O ataque que matou 89 soldados russos na noite de Ano Novo na cidade ucraniana de Makeyevka reacendeu na Rússia as críticas à mobilização e acentuou a falta de confiança na liderança militar, quase um ano após o início da ofensiva.
Segundo o Exército russo, este bombardeio especialmente mortal, reivindicado pelos ucranianos, atingiu um abrigo temporário na região anexada de Donetsk com mísseis HIMARS, fornecidos a Kiev pelos Estados Unidos.
A imprensa e analistas russos rapidamente revelaram que a base abrigava pessoas que haviam sido mobilizadas, muitas delas soldados não profissionais.
Desta vez, muitos comentaristas pró-Kremlin culparam os líderes do Exército russo, já acusados de uma série de derrotas militares no terreno.
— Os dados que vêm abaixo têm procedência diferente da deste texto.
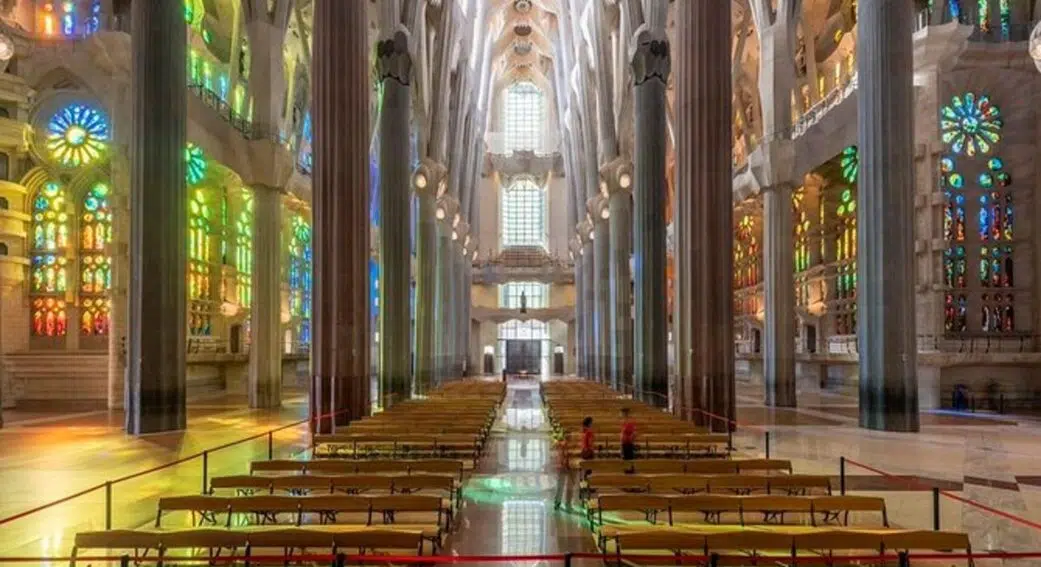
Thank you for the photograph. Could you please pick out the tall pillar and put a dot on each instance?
(156, 386)
(620, 206)
(706, 215)
(396, 326)
(602, 287)
(651, 69)
(119, 251)
(779, 298)
(425, 182)
(885, 217)
(588, 299)
(340, 355)
(265, 314)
Alguns também questionaram a veracidade do balanço apresentado pelo Ministério da Defesa, que poderia ser maior, dada a destruição total do prédio e a possível presença de munições armazenadas no local.
O Exército não hesitou em culpar as próprias tropas, acusadas de terem usado massivamente seus telefones, apesar da proibição de fazê-lo, o que permitiu aos ucranianos geolocalizar o local.
No entanto, prometeu investigar e punir os responsáveis.
A atribuição de responsabilidade às tropas gerou indignação na Rússia.
“É claro que a culpa não é do comandante que deu a ordem de colocar o pessoal no prédio, mas do recruta com seu telefone”, ironizou o vereador de Moscou Andrei Medvedev, no aplicativo de mensagens Telegram.
– “Apatia” –
Desde o início de sua ofensiva na Ucrânia, a Rússia adotou uma série de leis que punem informações que “desacreditam os militares”, proibindo as críticas.
Após o ataque de Makeyevka, vários comentaristas pró-Kremlin criticaram a desorganização e a corrupção.
A principal diretora da rede RT, braço da propaganda do Kremlin no exterior, Margarita Simonian, pediu que os nomes do alto comando responsável sejam divulgados.
Uma das principais fontes pró-Rússia sobre a guerra na Ucrânia, o canal do Telegram “Rybar”, com 1,1 milhão de assinantes, culpou as autoridades separatistas do leste da Ucrânia, que têm Makeyevka sob seu controle.
Um popular blogueiro sobre o conflito, Boris Rojin, conhecido pelo pseudônimo de “Coronel Cassad”, criticou a “incompetência” da liderança militar, incapaz de aprender com seus erros. A opinião é compartilhada pelo correspondente Alexander Kots e pelo ex-líder separatista Igor Strelkov.
Segundo o sociólogo Denis Volkov, as perdas não devem, porém, mudar significativamente a opinião dos russos sobre a ofensiva na Ucrânia, até porque a televisão estatal quase não dedicou tempo ao ataque.
“A apatia aumentou consideravelmente” na sociedade russa, após o anúncio da mobilização no final de outubro, disse ele.
A série de reveses no terreno mostrou que “algo não está indo conforme o planejado” na Ucrânia.
“As pessoas percebem, e isso influi na sensação de que nem tudo é um mar de rosas como se diz, ou se deseja”, continua Volkov, embora a maioria continue convencida da necessidade de continuar o conflito.
Na região de Samara, de onde saíram alguns dos soldados mortos em Makeyevka, pequenas cerimônias foram realizadas com a aprovação das autoridades, outro fato incomum. Nas redes sociais locais, muitos pedem uma investigação transparente.
“A culpa não é dos celulares e dos seus usuários, mas sim da habitual negligência dos comandantes, que tenho a certeza que nem sequer tentaram reinstalar o pessoal”, comentou um grupo de familiares nas redes sociais.
“Estou surpresa que os comandantes não tenham alertado sobre os perigos”, escreveu uma mulher.
Um abaixo-assinado publicado por ativistas que se opõem à ofensiva pede que os responsáveis sejam punidos, e os nomes dos mortos, divulgados.
“É importante lembrar que eles foram recrutados e não eram soldados profissionais”, dizia a mensagem.